There is a phenomenon that occurs when we interact with our parents and siblings as grown adults. We’ve had years of experience now as autonomous grown-ups doing grown-up things, raising our own kids, holding down jobs, learning how to run table saws, but the minute I walk onto a job site with my dad, I’m 12 years old again.

“Don’t drive the nail in that far, you’re dinging the floorboards.” I turn my back and roll my eyes because if he sees me do it, I might get extra chores or lose my Jolt soda privilege. Within minutes, I need to go find some My Little Pony Band-Aids for my blisters or anything else I can do to avoid real work.

Of course, building a shop takes longer than your typical weekend family reunion, if only because my shop is supposed to be large enough to house my bike collection. And potentially aging parents or petulant teenagers. It is a dangerous risk to take – committing to spending that much time with family.

Equally, it’s an unexpected gift to see them in their element, being their real person. My dad might be one of the most innovative, skilled carpenters around and that is something I neither saw nor appreciated when growing up. He just went to work and came home. Working together gives us an opportunity to see different sides of each other and solve the mystery of why people not bound by blood might actually choose to spend time with us of their own free will. My dad isn’t just my dad. He’s a human on his own journey through this life.

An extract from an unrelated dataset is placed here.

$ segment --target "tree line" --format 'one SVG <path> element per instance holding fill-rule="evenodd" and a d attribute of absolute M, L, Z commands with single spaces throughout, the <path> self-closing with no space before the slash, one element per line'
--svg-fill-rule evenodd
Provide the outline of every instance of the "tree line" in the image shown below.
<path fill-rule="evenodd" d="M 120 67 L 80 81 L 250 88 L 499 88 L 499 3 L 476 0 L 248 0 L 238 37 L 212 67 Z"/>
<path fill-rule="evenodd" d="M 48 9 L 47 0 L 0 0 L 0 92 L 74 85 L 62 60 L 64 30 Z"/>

Fathering me is just one small part of that adventure and who he is.

Which reminds me that I am also not just my daughter’s mother, and perhaps one of the gifts I can bestow upon her is to share the other roles I have. I am far less demanding, critical or opposed to dessert in those other roles. I am much more fun as a friend than I am as a mother. And all these things exist simultaneously, but we tend to present ourselves in a rigid, predefined role within in our families. We are the child to so-and-so, the mother to this and that kid, the cousin who posted bail. But we are so much more and we seldom share this with family.

Unless of course your reunions are oversized projects lasting weeks during which all the roles of your person are necessary. In fact, I would argue that families should charge straight into that potential dysfunction dynamite and plan activities together similar to corporate team-building exercises. Go on a high ropes course and watch your mom face her fear of heights. Raft a river and plan the logistics with your drunk cousin. Or invite your dad over to teach you how to schlepp plywood up an extension ladder and sink framing nails. Just don’t ding the floorboards. You might discover endless new ways to appreciate them for qualities you’ve never noticed before.

And you’ll probably need that in case they move into your shop in a few years.